Ведь его вдохновляло живое воспоминание о знакомых ему святых старцах, и об их поучениях, столь ярко некогда отозвавшихся в его душе. На всякой праздничной службе он, немного грустя, переносился умом в скитский собор. Из очей его начинали течь слезы, когда он представлял благоговейный взор подвижников, их легкую поступь, старческие лица, казавшиеся изваянными из воска, когда свет свечей выхватывал их из темноты во время всенощной молитвы.

Старец Хрисанф всегда был молчалив и скорбен, преисполнен печали и слез. Он не умел дерзить людям и смеяться над ними, но умел утешать их и обнадеживать. Его истинная любовь была лишена мирского тщеславия и подозрительности. Он был прост как дитя, тих, величествен и кроток как всякий многоопытный старец. Он посылал в мир благословение Божие и Пресвятой Богородицы, Владычицы нашего вертограда. От старца, дивного и богоданного, исходило благословение Афона, любовь в нем была неотделима от почтительности, а сыновнее послушание соединялось с совершенным освящением. Он отверз объятья для всех, передавая нам бесценный опыт духовной жизни.

Многие помнят, как отец Хрисанф шел по проспекту или по афинским и пирейским улицам, сжимая в руке четки из тридцати узлов, неся за спиной узелок из рогожи. Обувь на нем была сбитой, а ряса – вся в дырах и заплатах. Старец всегда спешил с молитвой и благим молением исполнить все духовные нужды своих чад, а иногда помочь им и материально. Часто он возвращался к себе уже глубокой ночью, сбив ноги до крови и падая от изнеможения. Он просил себе только антидор и святой воды: ведь весь день он ничего не ел, так как, обходя роскошные особняки состоятельных людей, не имел времени задержаться на обед. Для него важнее всего был полноценный подвиг и принуждение себя, хотя он и совершал его, будучи в миру, в известных нам пределах.

Жизнь его была жизнью нищего, не нуждающегося ни в каких бытовых вещах. Он никогда ничего не оставлял себе, но все раздавал. Как-то раз, покидая дом своего духовного чада Менидиса, он отдал ему на прощание немного денег за понесенные расходы. Через некоторое время он вернулся и, смущенный, словно маленький ребенок, попросил отдать ему назад эти деньги. Когда Менидис стал его расспрашивать, что же случилось, старец был вынужден признаться, что увидел нищего, лежащего у дороги и очень нуждающегося в деньгах.

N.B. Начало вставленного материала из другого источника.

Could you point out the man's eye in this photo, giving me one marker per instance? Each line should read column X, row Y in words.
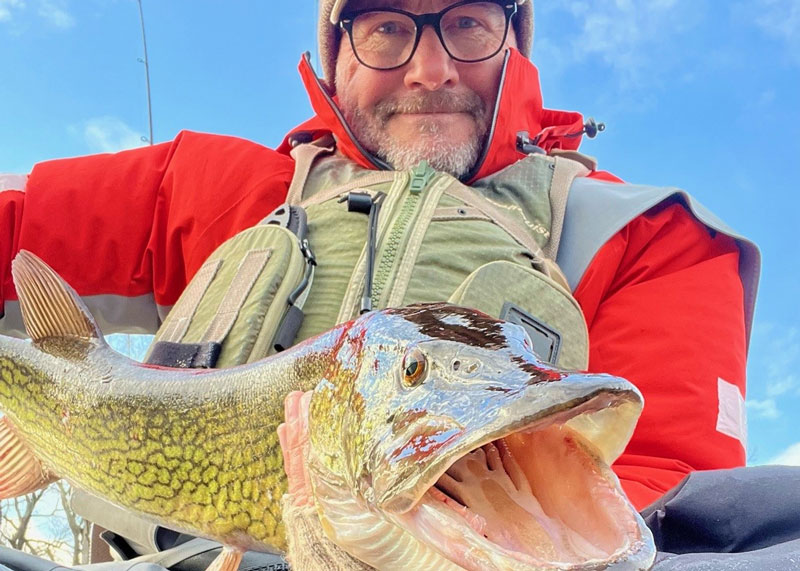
column 465, row 22
column 389, row 28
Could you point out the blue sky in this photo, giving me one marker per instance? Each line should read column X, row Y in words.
column 698, row 94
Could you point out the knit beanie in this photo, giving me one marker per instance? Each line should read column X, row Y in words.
column 329, row 34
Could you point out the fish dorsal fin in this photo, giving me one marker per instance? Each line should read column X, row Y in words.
column 20, row 471
column 50, row 307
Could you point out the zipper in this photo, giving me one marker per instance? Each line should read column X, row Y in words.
column 421, row 177
column 351, row 303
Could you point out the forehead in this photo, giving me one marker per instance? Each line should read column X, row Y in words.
column 415, row 6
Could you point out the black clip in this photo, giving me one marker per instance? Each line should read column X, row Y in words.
column 527, row 145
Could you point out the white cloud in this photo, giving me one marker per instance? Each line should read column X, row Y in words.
column 633, row 38
column 55, row 13
column 7, row 7
column 766, row 408
column 789, row 457
column 109, row 135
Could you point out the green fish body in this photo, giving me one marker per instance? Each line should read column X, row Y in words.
column 403, row 399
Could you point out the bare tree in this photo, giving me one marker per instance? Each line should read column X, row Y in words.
column 43, row 524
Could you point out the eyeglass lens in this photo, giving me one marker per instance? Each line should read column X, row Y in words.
column 470, row 32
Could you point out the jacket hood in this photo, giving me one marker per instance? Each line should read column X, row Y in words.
column 519, row 109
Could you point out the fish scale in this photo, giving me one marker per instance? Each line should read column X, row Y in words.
column 198, row 451
column 134, row 451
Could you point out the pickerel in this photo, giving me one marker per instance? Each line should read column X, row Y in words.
column 438, row 439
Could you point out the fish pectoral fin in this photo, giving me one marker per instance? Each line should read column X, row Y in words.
column 228, row 560
column 20, row 471
column 50, row 307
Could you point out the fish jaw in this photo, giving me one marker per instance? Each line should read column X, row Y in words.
column 568, row 513
column 379, row 473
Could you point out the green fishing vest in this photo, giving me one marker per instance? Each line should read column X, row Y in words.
column 487, row 246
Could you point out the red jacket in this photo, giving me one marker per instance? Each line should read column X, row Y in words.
column 662, row 298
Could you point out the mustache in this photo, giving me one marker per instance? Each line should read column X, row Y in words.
column 432, row 102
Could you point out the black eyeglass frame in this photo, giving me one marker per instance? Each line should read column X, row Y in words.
column 432, row 19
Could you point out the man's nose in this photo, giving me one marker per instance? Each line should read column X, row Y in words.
column 431, row 67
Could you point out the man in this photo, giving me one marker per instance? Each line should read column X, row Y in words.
column 667, row 297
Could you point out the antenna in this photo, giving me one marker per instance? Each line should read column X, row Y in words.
column 146, row 63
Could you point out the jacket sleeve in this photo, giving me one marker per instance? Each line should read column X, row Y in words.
column 664, row 304
column 128, row 230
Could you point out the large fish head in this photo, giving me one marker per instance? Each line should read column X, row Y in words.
column 443, row 427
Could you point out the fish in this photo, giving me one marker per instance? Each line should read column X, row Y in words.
column 438, row 438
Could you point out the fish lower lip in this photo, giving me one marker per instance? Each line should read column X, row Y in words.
column 568, row 511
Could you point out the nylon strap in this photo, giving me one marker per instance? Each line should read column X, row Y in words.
column 567, row 166
column 238, row 290
column 182, row 313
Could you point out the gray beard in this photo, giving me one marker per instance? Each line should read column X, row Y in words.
column 442, row 154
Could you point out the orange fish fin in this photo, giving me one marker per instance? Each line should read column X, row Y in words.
column 20, row 471
column 50, row 307
column 228, row 560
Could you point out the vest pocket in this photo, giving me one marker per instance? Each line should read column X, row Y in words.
column 548, row 312
column 233, row 307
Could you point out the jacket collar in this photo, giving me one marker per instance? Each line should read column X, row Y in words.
column 519, row 108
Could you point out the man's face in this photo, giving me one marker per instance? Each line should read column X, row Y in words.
column 432, row 108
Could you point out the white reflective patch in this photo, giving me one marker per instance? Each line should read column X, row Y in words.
column 13, row 181
column 732, row 419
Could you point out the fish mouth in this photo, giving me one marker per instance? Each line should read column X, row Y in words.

Много было людей, которые, не заявляя никому о себе, приходили на исповедь к старцу. В изумлении они слышали, как старец, прежде никогда их не встречавший, называл их по имени. Многим он неожиданно звонил по телефону, давая краткие и прямые предупреждения о том, что может произойти. И многие из тех, кто смущались исповедовать какие-то свои деяния и помыслы, с изумлением слышали от старца причину своего смущения.

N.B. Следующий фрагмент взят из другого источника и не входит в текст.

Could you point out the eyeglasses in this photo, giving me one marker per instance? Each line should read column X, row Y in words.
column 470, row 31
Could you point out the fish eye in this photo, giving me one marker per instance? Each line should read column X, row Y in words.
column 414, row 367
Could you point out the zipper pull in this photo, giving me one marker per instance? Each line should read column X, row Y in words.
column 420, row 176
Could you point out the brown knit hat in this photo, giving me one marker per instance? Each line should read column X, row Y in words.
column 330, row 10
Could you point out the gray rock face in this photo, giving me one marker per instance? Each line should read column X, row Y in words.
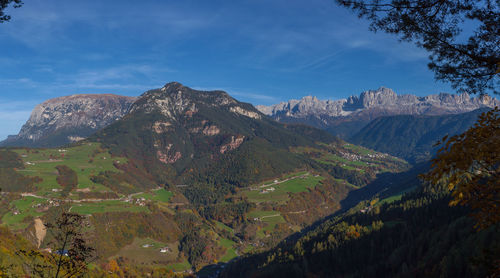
column 70, row 118
column 345, row 117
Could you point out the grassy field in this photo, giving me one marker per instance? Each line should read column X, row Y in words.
column 230, row 252
column 25, row 208
column 178, row 267
column 106, row 206
column 86, row 160
column 160, row 195
column 269, row 218
column 222, row 226
column 281, row 190
column 150, row 255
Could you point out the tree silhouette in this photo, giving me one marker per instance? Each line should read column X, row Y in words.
column 471, row 65
column 4, row 4
column 69, row 253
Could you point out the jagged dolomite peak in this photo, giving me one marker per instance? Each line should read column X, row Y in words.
column 72, row 117
column 382, row 99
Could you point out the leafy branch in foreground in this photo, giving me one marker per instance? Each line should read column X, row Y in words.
column 69, row 254
column 471, row 64
column 4, row 4
column 469, row 164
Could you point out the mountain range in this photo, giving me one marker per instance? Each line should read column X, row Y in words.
column 345, row 117
column 179, row 179
column 67, row 119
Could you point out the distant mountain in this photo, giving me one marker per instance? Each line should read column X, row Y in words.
column 412, row 137
column 345, row 117
column 68, row 119
column 206, row 139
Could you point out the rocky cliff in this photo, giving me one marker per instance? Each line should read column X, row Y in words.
column 345, row 117
column 67, row 119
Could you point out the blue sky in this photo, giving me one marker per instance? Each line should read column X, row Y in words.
column 259, row 51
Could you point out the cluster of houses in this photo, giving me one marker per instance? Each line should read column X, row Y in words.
column 138, row 201
column 46, row 206
column 39, row 206
column 350, row 156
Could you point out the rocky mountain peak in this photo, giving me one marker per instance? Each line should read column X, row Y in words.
column 369, row 105
column 70, row 118
column 175, row 100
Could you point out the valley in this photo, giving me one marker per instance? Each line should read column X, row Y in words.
column 192, row 181
column 273, row 209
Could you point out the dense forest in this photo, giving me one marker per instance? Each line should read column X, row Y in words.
column 417, row 236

Многие помнят, что отличительной чертой старца был дар слез – «приснотекущие слезы». Бывали минуты, когда очи его были, словно родники. Слезы бежали без всяких вздохов, стекали по щекам и бороде, орошая его стихарь. Это бывало неоднократно, но особенно во время исповеди старец мог так растрогаться, что все видящие начинали осознавать, с каким чувством раскаяния всем надо исповедоваться.

Потребовалось бы написать целые тома, чтобы сохранить для читателей все опытные переживания и свидетельства о дивных событиях, зрителями и участниками которых стали духовные чада старца. Но цель настоящего издания другая. Мы не стремимся представить во всей полноте сведения о преподобной жизни блаженной памяти старца Хрисанфа. Ведь находясь в миру, он всегда избегал всякой чести и признания, для чего порой нарочно представал вздорным, грубоватым и сердитым. Некоторые люди, судящие о человеке только по внешнему виду, думали, что старец действительно таков, и неправильно понимали его действия. Они считали, что старец и душой груб. Но он вел себя так не по собственному произволению (как и не было у него нужды казаться лучше, чем он есть), но только ради пользы наших душ. Ибо «как неотъемлемое свойство огня – свечение, а святого миро – благоухание, так и неотъемлемое свойство благих деяний – приносить пользу» (святитель Василий Великий).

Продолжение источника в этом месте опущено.